D Electron shielding differs considerably from photon beam treatment. Attenuated much more efficiently, full shielding for electron beams requires lead thicknesses of only several millimeters (general rule: energy in millimeters of lead). Field-defining apertures or "cutouts" can be designed to fit directly inside the electron cone. After completion of a template of the defined treatment area, a model for creation of a Cerrobend cutout is made.

p. 170, call out 13. In radiation therapy, which of the following refers to materials whose interactions with the radiation beam mimic those of tissue? a. Wedge b. Electron cutout c. Internal or external shield d. Bolus

D In radiation therapy, bolus refers to material whose interactions with the radiation beam mimic those of tissue. The purpose of a bolus is to compensate for variation in surface contour or to eliminate air gaps in cavities. Thus, it brings the area of maximum dose deposition to the patient's surface.

p. 173 12. Increased skin doses may be seen on patients caused by the interaction of the photon beam with material used in beam-shaping or modifying devices. Therefore, to prevent electron contamination, all devices must be secured at a minimum of ______ cm from the surface of the patient. a. 3 b. 5 c. 15 d. 20

D Low-energy electrons are absorbed in 15 cm of air; therefore, all beam-shaping and modification devices for photon beams must be secured at a minimum of 20 cm from the surface of the patient.

p. 159 8. Arrange the following tasks involved in delivering a dose of radiation therapy in the proper order. I. Complete the treatment record. II. Initiate the beam-on setting, and monitor the patient and equipment. III. Align the field using lasers, light field, and surface landmarks. IV. Prepare the room. a. I, II, III, IV b. II, I, III, IV c. IV, II, I, III d. IV, III, II, I

D Task analysis for treatment procedures consists of 18 steps, described on page 159, Box 8-1.

p. 169 14. An anterior oblique and posterior oblique treatment field is an example of which of the following? a. Arc therapy b. Four-field box or brick c. Wedge pair d. Parallel opposed portals (POP)

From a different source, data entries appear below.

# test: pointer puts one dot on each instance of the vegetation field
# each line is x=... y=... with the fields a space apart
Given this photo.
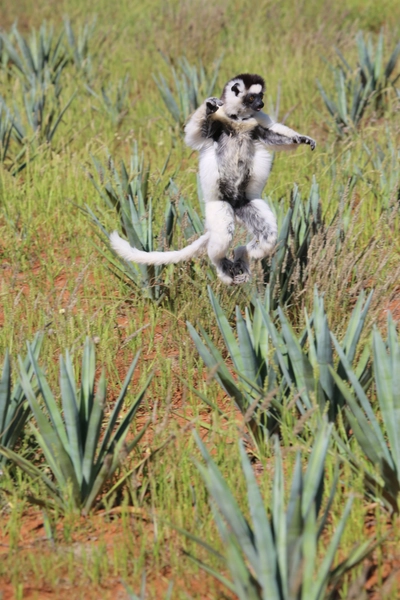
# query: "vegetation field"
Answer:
x=163 y=435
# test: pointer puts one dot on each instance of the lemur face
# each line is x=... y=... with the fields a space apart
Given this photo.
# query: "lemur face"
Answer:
x=243 y=95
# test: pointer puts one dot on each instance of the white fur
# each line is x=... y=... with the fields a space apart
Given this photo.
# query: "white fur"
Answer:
x=128 y=252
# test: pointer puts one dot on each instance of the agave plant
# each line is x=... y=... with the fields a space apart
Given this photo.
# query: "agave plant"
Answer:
x=271 y=363
x=14 y=409
x=192 y=85
x=377 y=437
x=285 y=270
x=81 y=450
x=275 y=556
x=133 y=596
x=40 y=57
x=356 y=87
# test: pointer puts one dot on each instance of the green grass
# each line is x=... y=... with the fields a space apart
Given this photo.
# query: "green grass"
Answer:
x=54 y=279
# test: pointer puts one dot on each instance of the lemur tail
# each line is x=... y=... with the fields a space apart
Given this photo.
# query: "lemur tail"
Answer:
x=125 y=250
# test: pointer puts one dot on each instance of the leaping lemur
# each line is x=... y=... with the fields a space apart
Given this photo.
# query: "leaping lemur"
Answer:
x=234 y=139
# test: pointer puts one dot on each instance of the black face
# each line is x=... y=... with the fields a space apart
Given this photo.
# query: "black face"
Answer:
x=254 y=101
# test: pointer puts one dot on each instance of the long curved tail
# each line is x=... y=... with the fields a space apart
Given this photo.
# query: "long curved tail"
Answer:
x=126 y=251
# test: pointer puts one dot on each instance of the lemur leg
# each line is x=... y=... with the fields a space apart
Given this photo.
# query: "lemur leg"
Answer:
x=220 y=223
x=258 y=218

D The most basic multiple-field treatment technique is the POP. Examples of those are anterior/posterior fields, right-and-left laterals, and anterior oblique-posterior oblique.

p. 158 5. Which of the following is not considered a part of the radiation oncology team responsible for the department's quality assurance? a. Radiation therapist b. Dosimetrist c. Radiation oncologist d. Medical oncologist

D The radiation therapist communicates with the radiation oncology team through activities such as weekly chart reviews and through maintaining open lines of communication. The radiation oncology team consists of the radiation oncologist, radiation physicist, dosimetrist, radiation therapist, nurses, support staff members, and clerical staff members.

p. 159 10. Which of the following clinical situations do not lend themselves to the reproducible placement of localization marks? I. Mobile skin surfaces II. Elderly or obese patients III. Areas covered by dressings IV. Sloping surfaces such as the breast a. I and II b. I and III c. I, II, and III d. I, II, III, and IV

D With the patient in the precise treatment position, the isocenter is positioned relative to the localization landmarks. For many clinical situations, this is not practical. Examples include mobile skin surfaces such as those treated with tangential fields, irregular surfaces, and areas covered by dressings.